Barnum outlines many of the problems with the schemes states set up to comply with Arne Duncan’s requirement that—to qualify for a Race to the Top grant or a NCLB waiver—states must judge teachers by students’ scores: “States that complied with federal urging to overhaul their evaluation systems struggled with exactly how to measure teachers’ performance. Classroom observations were usually the biggest factor, with tests playing a key role. But since many teachers do not have a standardized test corresponding to their grade and subject, some districts created new tests or had teachers create their own, raising concerns about overtesting. In other instances, teachers were evaluated in part by student performance in subjects they didn’t teach—the situation for half of New York City teachers in 2016. In many states, the new evaluations debuted just as new academic standards and tests were being implemented, frustrating teachers and their unions who felt they were being held accountable for unfamiliar material without adequate training.”

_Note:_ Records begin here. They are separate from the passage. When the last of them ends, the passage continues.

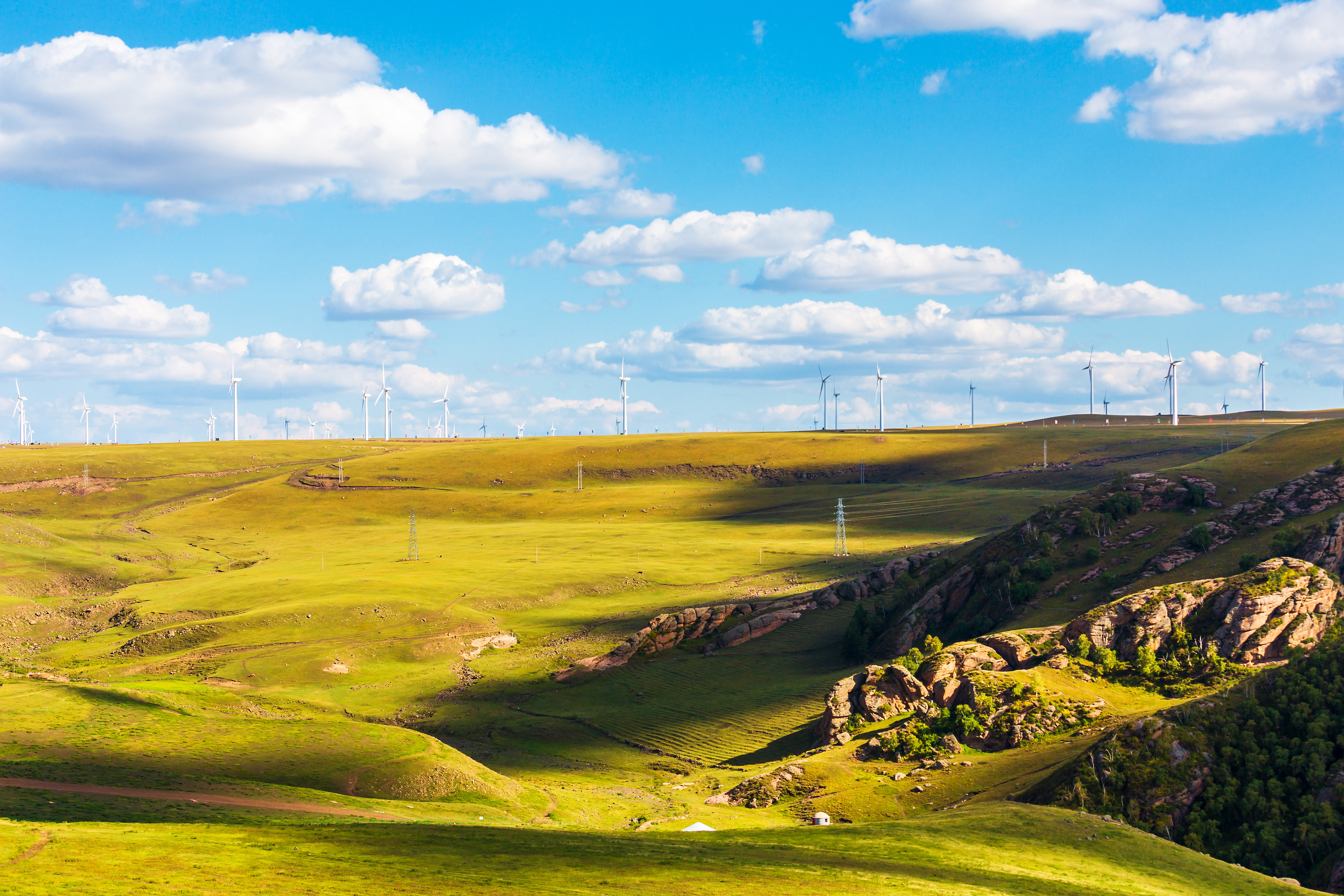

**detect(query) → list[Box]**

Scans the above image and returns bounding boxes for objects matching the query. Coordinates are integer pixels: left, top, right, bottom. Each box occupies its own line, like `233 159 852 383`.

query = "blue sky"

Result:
0 0 1344 441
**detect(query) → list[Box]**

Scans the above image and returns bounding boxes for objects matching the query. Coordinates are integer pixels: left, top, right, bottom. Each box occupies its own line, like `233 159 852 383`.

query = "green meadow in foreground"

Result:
0 421 1344 893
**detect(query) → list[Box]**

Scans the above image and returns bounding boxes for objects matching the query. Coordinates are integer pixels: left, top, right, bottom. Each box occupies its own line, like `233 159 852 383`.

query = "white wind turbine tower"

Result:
79 392 93 445
9 380 28 445
878 364 887 433
618 357 630 438
817 364 831 431
374 366 392 442
1167 347 1185 426
434 386 448 435
228 361 242 442
1253 355 1269 414
1083 349 1097 417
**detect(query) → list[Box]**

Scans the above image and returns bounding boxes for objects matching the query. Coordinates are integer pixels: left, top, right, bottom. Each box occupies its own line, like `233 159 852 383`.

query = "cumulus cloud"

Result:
844 0 1163 40
1086 0 1344 142
28 274 210 339
749 230 1023 294
1218 288 1335 317
155 267 247 296
1074 86 1124 124
981 269 1203 320
0 31 621 205
919 69 948 97
323 253 504 320
554 208 835 265
47 296 210 339
530 398 663 414
378 317 434 343
536 189 676 218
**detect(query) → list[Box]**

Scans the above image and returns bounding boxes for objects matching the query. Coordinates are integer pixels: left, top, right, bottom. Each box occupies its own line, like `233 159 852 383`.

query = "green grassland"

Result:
0 422 1322 893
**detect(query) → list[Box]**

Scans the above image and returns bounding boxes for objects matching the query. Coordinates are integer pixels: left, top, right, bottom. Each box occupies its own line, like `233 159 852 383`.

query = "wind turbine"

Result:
366 364 392 442
813 364 831 431
1167 343 1185 426
9 380 28 445
1083 349 1095 417
228 361 242 442
1253 355 1269 414
79 392 93 445
433 384 448 433
618 357 630 438
878 364 887 433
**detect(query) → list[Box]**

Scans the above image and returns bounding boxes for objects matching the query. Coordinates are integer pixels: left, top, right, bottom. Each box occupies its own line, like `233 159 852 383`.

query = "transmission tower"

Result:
836 498 849 557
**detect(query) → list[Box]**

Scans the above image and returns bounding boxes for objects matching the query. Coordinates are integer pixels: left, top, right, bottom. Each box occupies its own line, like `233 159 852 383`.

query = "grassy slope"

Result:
0 803 1290 896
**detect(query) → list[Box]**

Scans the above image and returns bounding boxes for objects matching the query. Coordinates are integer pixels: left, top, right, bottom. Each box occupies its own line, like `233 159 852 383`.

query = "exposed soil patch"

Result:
0 778 409 822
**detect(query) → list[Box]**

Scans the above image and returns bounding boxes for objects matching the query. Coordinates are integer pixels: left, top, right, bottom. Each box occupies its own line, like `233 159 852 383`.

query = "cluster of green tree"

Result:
1043 626 1344 885
1068 625 1247 697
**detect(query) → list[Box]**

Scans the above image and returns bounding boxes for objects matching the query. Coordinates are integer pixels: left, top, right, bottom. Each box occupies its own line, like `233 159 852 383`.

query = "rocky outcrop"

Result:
1218 463 1344 526
1141 522 1236 579
813 665 929 744
1297 513 1344 575
878 565 976 657
1063 557 1340 662
555 551 938 681
704 763 809 809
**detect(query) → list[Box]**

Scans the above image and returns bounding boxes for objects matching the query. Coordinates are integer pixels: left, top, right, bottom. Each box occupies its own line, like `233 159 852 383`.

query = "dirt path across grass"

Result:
0 778 410 821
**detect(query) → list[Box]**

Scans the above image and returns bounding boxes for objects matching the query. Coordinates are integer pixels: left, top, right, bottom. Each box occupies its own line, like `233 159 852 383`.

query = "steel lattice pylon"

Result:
836 498 849 557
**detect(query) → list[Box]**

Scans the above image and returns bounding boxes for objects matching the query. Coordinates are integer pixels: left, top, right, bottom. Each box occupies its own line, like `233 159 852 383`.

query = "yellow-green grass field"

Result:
0 421 1344 893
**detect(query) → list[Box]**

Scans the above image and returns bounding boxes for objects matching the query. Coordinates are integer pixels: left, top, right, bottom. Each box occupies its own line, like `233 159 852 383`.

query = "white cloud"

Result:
1086 0 1344 142
47 296 210 339
981 269 1203 320
155 267 247 296
634 265 685 284
536 189 676 218
1218 288 1335 317
844 0 1163 40
28 274 116 308
556 208 835 265
1074 86 1124 124
323 253 504 320
677 300 1062 351
0 31 621 205
378 317 434 343
750 230 1023 294
528 398 663 414
579 269 634 286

It became popular to use statistical algorithms called Value Added Measures (VAMs) of student learning rather than merely the aggregate benchmark scores of a teacher’s students as the basis of each teacher’s evaluation. However, in 2014, the American Statistical Association, and in 2015, the American Education Research Association released evidence that calculations trying to measure each teacher’s discrete contribution to her students’ learning were statistically flawed. The American Statistical Association warned: “Research on VAMs has been fairly consistent that aspects of educational effectiveness that are measurable and within teacher control represent a small part of the total variation in student test scores or growth; most estimates in the literature attribute between 1% and 14% of the total variability to teachers… The majority of the variation in test scores is attributable to factors outside of the teacher’s control such as student and family background, poverty, curriculum, and unmeasured influences. The VAM scores themselves have large standard errors, even when calculated using several years of data. These large standard errors make rankings unstable, even under the best scenarios for modeling.”
The problem is that a lot of states continue to use students’ standardized test scores to evaluate teachers. Education Week‘s Madeline Will explains: “Now 34 states require student-growth measures in teacher evaluations… Ten states and the District of Columbia dropped the requirement, while two states (Alabama and Texas) added a student-growth requirement during the same time period. Among the states that do still require an objective measure of student growth, eight do not currently require that the state standardized test be the source of the data. Instead, districts can use measures like their own assessments, student portfolios, and student learning objectives to determine teachers’ contribution to student growth….”
The 2015 replacement for No Child Left Behind—the Every Student Succeeds Act—ended the federal policy pushing states to judge teachers by their students’ standardized test scores. It is reprehensible that so many states are still holding on to this kind of discredited teacher evaluation scheme.